IEDA’s DOI for EarthChem content will be used as the SeriesID field in DataONE. This means that the DOI is the primary identifier that is always linked to the most current version of a record.

Persistent ID

This is the unique identifier assigned to every object in DataONE. Every time a metadata record changes in IEDA, DataONE will harvest a new copy and assign it a new PID. The relationship between the new version and the old version of the PID is recorded.
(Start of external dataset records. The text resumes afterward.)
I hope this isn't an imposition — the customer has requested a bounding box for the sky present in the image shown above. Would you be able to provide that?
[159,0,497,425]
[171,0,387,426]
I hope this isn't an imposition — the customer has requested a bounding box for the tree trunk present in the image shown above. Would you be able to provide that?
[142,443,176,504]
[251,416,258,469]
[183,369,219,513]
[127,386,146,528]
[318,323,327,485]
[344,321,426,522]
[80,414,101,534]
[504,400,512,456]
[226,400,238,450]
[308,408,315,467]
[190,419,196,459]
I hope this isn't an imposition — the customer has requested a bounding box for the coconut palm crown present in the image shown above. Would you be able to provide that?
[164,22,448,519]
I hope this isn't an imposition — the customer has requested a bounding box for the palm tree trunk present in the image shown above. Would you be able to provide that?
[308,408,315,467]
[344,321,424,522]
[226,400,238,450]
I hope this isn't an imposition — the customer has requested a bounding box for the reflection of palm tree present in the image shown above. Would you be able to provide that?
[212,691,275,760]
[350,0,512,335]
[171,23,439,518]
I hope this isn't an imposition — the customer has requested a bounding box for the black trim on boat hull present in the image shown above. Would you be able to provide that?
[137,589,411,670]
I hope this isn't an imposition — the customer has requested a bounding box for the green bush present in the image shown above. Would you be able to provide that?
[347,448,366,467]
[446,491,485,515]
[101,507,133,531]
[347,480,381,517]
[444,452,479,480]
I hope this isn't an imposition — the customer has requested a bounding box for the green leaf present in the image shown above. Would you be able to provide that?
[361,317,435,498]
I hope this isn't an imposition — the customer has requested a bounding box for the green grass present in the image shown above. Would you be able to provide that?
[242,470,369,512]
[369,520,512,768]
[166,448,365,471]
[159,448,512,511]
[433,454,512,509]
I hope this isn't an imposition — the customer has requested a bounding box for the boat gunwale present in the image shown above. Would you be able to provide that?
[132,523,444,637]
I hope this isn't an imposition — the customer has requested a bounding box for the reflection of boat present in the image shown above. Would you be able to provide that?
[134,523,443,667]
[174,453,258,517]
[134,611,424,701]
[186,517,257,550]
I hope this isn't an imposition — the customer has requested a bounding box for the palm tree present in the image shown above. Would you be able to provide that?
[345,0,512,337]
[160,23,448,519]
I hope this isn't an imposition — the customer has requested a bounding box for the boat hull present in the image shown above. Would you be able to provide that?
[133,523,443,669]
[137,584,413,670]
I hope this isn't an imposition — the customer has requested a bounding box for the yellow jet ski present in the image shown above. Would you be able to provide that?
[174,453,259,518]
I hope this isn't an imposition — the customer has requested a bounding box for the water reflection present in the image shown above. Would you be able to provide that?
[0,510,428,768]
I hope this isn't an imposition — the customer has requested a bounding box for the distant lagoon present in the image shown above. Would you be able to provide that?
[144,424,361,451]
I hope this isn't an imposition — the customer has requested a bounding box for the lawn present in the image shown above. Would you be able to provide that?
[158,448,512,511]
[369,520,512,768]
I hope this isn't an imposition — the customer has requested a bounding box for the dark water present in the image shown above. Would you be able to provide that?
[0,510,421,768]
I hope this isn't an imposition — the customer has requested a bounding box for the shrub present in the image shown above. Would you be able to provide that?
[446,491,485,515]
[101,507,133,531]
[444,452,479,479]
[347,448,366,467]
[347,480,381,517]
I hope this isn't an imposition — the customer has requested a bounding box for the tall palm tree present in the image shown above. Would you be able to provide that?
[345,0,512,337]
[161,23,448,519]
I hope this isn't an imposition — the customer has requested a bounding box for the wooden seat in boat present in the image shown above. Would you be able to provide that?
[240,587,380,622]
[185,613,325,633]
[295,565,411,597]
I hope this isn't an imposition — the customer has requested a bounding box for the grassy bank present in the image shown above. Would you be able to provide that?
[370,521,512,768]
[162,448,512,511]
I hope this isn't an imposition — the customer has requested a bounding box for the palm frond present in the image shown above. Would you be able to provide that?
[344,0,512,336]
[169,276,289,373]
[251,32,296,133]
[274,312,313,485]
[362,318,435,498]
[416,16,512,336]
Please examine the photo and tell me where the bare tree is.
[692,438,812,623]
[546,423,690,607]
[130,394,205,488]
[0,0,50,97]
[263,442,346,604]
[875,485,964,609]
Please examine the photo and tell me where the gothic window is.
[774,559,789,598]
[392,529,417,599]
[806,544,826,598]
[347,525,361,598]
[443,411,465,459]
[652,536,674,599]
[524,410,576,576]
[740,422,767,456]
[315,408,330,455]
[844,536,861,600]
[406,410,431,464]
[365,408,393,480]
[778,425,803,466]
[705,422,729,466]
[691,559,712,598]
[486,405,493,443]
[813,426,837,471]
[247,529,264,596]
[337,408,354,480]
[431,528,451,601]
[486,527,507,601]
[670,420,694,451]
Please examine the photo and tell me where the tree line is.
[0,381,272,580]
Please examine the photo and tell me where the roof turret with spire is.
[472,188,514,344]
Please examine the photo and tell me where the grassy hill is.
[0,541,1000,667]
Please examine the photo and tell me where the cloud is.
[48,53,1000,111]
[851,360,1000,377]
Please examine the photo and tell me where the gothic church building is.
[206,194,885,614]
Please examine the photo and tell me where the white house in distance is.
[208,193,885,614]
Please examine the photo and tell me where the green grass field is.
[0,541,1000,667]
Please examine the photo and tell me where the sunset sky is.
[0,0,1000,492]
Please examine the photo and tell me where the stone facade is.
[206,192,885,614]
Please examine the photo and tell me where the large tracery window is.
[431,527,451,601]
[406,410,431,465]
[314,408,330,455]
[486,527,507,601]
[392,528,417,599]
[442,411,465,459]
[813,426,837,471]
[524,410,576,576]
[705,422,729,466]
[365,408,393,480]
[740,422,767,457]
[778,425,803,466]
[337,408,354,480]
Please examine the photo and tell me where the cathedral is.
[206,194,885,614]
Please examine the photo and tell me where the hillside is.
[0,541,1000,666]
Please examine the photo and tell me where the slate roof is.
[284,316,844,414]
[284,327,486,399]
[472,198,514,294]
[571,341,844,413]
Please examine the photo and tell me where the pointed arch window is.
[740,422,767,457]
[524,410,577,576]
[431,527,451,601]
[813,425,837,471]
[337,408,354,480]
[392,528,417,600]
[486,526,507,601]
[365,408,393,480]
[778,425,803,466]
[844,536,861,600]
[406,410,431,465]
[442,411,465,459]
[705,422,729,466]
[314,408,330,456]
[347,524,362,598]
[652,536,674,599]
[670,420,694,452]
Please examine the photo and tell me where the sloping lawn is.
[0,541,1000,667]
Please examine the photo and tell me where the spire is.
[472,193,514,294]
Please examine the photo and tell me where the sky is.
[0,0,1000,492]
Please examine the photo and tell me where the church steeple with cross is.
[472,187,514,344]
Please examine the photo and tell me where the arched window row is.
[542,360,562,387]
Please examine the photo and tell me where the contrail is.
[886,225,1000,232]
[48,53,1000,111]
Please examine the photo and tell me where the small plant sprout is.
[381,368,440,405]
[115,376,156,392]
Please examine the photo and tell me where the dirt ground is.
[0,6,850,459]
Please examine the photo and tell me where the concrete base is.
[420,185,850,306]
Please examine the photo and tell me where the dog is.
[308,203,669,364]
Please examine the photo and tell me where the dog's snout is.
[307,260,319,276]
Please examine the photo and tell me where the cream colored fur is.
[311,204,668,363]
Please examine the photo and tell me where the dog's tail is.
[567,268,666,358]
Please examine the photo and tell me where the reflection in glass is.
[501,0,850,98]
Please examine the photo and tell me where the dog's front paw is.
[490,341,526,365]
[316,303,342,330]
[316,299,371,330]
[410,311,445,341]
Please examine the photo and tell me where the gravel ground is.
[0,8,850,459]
Read more about obsolescence chains and versioning of records here: .

Target Data

4. Deployment Plan

Which environment will the deployment be tested in?

Will the test implementation be repurposed for production use?

Who will be the points of contact for DataONE and the Member Node?

Are there any particular deadlines to be aware of?

Deployment Process Summary

DataONE tracks member node deployments in an issue management system called Redmine.

  • A test deployment of the member node platform is setup/installed on a web server.

  • Integration scripts (commonly called adapters by DataONE) are developed to harvest metadata (and if applicable, the location of science data) from the source system into the Member Node.

  • Local harvesting is confirmed to be working as expected.

  • Member confirms metadata views in stage.